TSTA withdrew from the teaching commission when it became evident that the group was more interested in eliminating the teacher salary schedule and using standardized tests to evaluate teachers than it was in finding the resources necessary to invest in elevating the teaching profession.

“Teachers are the heart and soul of our public education system. They demand to be treated and compensated as dedicated professionals, working in schools that have the resources their students need to succeed,” said TSTA President Rita Haecker. “Unfortunately, this report’s recommendations lack the courage to do what’s needed, and instead, it simply recycles a number of ‘remedies’ that have been tried in other states without proven results.”

“The first priority of anyone who truly cares about the future of public education in Texas should be restoration of the $5.4 billion that the governor and legislative majority slashed from our schools during the last legislative session,” Haecker added.

Educate Texas is proposing an unproven merit pay plan for teachers, which would be tied in part to Texas’ unreliable and increasingly unpopular system of high-stakes standardized tests..

Educate Texas also would eliminate the teacher salary schedule, which means that many teachers would suffer cuts in actual take home pay as their deductions for health care benefits continue to increase. Texas ranks among the bottom third of the states in average teacher pay.

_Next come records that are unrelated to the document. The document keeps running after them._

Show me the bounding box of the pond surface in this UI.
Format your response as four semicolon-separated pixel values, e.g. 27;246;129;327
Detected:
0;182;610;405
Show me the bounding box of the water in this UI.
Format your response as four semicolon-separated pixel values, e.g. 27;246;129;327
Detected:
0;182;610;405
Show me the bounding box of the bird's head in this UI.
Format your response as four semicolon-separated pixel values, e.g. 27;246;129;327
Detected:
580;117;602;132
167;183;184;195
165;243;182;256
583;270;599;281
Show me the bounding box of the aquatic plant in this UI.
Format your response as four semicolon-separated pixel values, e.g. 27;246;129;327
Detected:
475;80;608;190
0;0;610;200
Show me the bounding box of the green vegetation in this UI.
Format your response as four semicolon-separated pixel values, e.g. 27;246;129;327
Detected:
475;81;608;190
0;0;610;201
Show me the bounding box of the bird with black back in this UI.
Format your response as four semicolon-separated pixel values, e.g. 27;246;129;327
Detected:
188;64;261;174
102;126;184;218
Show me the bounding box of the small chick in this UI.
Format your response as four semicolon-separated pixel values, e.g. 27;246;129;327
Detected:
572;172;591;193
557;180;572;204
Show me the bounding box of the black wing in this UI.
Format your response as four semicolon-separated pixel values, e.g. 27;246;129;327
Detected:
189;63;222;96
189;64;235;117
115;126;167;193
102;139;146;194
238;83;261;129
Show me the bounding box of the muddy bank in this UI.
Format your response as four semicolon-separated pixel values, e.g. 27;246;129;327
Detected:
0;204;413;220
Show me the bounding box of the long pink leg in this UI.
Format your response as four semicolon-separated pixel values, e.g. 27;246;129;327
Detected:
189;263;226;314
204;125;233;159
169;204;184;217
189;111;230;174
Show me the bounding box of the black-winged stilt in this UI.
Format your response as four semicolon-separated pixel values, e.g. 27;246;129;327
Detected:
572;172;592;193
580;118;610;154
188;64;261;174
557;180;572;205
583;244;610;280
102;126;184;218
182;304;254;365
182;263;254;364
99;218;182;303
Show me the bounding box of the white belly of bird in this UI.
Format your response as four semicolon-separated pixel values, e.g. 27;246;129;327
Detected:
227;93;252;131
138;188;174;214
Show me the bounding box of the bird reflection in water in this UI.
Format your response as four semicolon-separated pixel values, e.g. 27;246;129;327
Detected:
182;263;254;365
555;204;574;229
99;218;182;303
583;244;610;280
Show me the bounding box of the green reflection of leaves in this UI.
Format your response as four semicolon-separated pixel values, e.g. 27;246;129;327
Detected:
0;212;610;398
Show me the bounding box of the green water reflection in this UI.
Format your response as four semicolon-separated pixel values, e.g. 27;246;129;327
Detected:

Following the 2011 budget cuts, average teacher pay in Texas declined by $264 a year to $48,375 for the 2011-12 school year.

“The salary schedule is one small thing that keeps experienced teachers in the classroom, and at a time when the state has cut funding and teachers are losing their jobs, it is often the only way an experienced teacher has the money needed to keep up with rising health insurance premiums and other items that shrink take home pay,” Haecker noted.